Judging by seeding alone.
The Spartans are seeded No.7, the Gators No.2, so in theory a Michigan State win would count as an upset.
MSU could get it done the way it has in every other win this season, banging the boards and playing solid defense. The Spartans led the Big Ten in rebounding a sixth straight year.
In MSU's 20 wins, it has a plus-5.8 rebound margin.
Then there's Chris Hill. He has moved from shooting guard to the point and admittedly struggled. "It's been a tough transition, very up and down," he said.
But when he's "up," Hill can shoot the 3 as well as anyone. In two seasons, he is third on the MSU career list with 154 3-pointers. If he gets hot, look out. He did Friday night and the Spartans advanced. No other Spartans are averaging double figures, though, in a four-only offensive option.
Close games have not been MSU's strength. In 11 of 12 losses, the Spartans either have been ahead or trailing by four or fewer with around three minutes remaining. Florida, on the other hand, has won.
The Gators also have big-time shooters in Anthony Roberson, Matt Walsh, Matt Bonner -- and Brett Nelson if he's having a good night.
Since Florida can't match MSU power for power, the Gators need their perimeter shooters to step up tonight and take the pressure off David Lee and Bonner. What they don't want to do is get into a halfcourt game with Michigan State slowing things down and taking the Gators away from their strengths.
"We will try to focus on our style of play, pressing and running," Nelson said. "Michigan State is a great team. They are very physical and willing to go up and down the court with us, but we can't slow it down."
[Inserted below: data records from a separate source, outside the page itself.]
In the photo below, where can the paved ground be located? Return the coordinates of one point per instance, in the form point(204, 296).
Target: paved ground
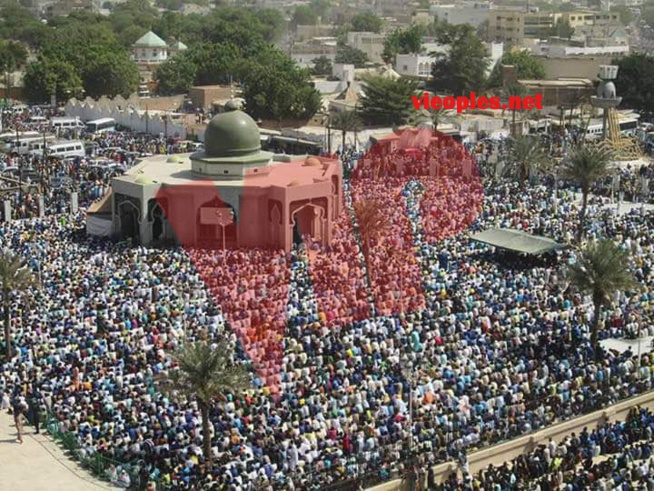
point(39, 464)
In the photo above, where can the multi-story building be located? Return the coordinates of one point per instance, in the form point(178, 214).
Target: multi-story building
point(506, 26)
point(473, 13)
point(371, 43)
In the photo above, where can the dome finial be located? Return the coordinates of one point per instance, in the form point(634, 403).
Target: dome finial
point(232, 105)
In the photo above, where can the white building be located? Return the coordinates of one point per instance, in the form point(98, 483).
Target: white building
point(419, 65)
point(473, 13)
point(371, 43)
point(150, 49)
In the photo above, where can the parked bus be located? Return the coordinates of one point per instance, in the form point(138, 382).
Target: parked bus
point(66, 123)
point(24, 145)
point(10, 136)
point(66, 149)
point(103, 125)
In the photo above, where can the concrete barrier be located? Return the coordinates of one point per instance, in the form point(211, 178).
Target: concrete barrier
point(504, 452)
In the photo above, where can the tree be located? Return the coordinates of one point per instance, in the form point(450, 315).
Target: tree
point(403, 41)
point(304, 15)
point(207, 375)
point(562, 29)
point(463, 69)
point(15, 278)
point(110, 74)
point(600, 271)
point(275, 88)
point(175, 76)
point(322, 66)
point(386, 101)
point(45, 78)
point(371, 222)
point(12, 56)
point(345, 121)
point(525, 157)
point(635, 82)
point(351, 56)
point(585, 165)
point(366, 22)
point(527, 67)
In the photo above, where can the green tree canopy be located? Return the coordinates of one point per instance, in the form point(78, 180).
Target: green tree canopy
point(403, 41)
point(47, 77)
point(600, 271)
point(463, 69)
point(275, 88)
point(366, 22)
point(386, 101)
point(635, 82)
point(527, 67)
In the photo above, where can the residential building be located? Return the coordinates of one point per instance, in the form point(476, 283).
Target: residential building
point(473, 13)
point(371, 43)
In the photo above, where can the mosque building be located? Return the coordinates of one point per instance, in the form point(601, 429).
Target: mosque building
point(230, 193)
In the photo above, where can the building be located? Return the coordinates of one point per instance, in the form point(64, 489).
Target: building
point(371, 43)
point(473, 13)
point(420, 65)
point(201, 199)
point(150, 49)
point(506, 26)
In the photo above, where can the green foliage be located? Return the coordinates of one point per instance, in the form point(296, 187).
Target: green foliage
point(635, 82)
point(366, 22)
point(386, 101)
point(527, 67)
point(304, 15)
point(403, 41)
point(463, 69)
point(275, 88)
point(585, 165)
point(351, 56)
point(600, 271)
point(322, 66)
point(562, 29)
point(47, 77)
point(13, 55)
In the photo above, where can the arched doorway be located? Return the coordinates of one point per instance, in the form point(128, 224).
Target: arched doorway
point(307, 221)
point(129, 220)
point(212, 233)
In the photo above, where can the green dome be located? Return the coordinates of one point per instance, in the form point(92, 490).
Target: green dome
point(232, 134)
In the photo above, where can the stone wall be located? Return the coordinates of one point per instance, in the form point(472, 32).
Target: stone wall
point(505, 452)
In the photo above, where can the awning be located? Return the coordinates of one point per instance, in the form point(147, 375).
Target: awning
point(516, 240)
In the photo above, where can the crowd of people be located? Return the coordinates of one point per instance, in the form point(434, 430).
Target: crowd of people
point(612, 456)
point(429, 347)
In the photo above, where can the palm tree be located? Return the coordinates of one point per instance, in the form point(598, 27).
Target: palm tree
point(345, 121)
point(601, 271)
point(585, 165)
point(15, 278)
point(205, 374)
point(525, 156)
point(371, 222)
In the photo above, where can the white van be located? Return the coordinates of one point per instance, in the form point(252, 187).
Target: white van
point(66, 149)
point(23, 145)
point(66, 123)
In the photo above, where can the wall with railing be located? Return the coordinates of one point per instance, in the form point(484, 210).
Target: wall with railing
point(504, 452)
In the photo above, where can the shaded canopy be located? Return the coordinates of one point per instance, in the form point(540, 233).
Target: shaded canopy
point(516, 240)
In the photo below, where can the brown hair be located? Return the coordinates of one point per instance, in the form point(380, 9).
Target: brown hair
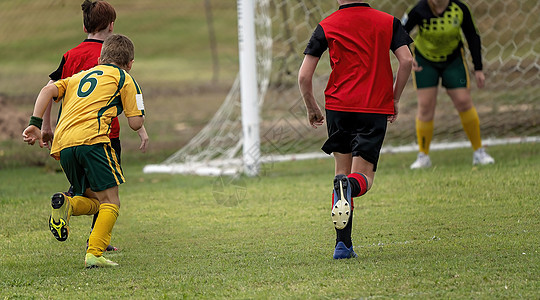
point(117, 49)
point(97, 15)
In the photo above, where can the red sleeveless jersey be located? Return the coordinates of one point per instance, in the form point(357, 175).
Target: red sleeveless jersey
point(359, 40)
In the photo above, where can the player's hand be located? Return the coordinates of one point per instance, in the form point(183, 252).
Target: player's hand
point(393, 118)
point(144, 139)
point(47, 136)
point(32, 134)
point(480, 79)
point(416, 67)
point(315, 118)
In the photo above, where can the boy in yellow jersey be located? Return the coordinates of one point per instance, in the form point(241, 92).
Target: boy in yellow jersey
point(91, 99)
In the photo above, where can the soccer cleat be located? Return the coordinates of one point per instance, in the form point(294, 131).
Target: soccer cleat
point(92, 261)
point(480, 157)
point(421, 162)
point(59, 219)
point(341, 208)
point(342, 251)
point(109, 248)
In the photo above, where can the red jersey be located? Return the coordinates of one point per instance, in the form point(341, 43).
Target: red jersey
point(359, 39)
point(83, 57)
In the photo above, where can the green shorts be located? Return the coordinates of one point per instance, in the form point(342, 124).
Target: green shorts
point(91, 166)
point(454, 73)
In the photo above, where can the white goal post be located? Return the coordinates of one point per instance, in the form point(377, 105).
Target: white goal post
point(267, 121)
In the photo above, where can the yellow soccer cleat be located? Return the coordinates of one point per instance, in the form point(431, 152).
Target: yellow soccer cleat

To avoid a loss, Florida should concentrate on forcing MSU into turnovers. The Spartans are 13-3 when committing the same number or fewer turnovers than opponents, but 7-9 when committing more. They average 14.4 per game.
As both teams have offsetting strengths and weaknesses, Florida's biggest edge in avoiding an "upset" might be the home-court advantage. Its home court is two hours away, so if fans show up and get in the game, advantage goes to the Gators.
Sort of. Michigan State is road tested, having played Oklahoma, Kentucky and Oklahoma State away from East Lansing. It is used to hostile crowds.
"It might as well be down in Gainesville," Hill said. "The crowd's going to be behind them, but that's why we play the schedule we play."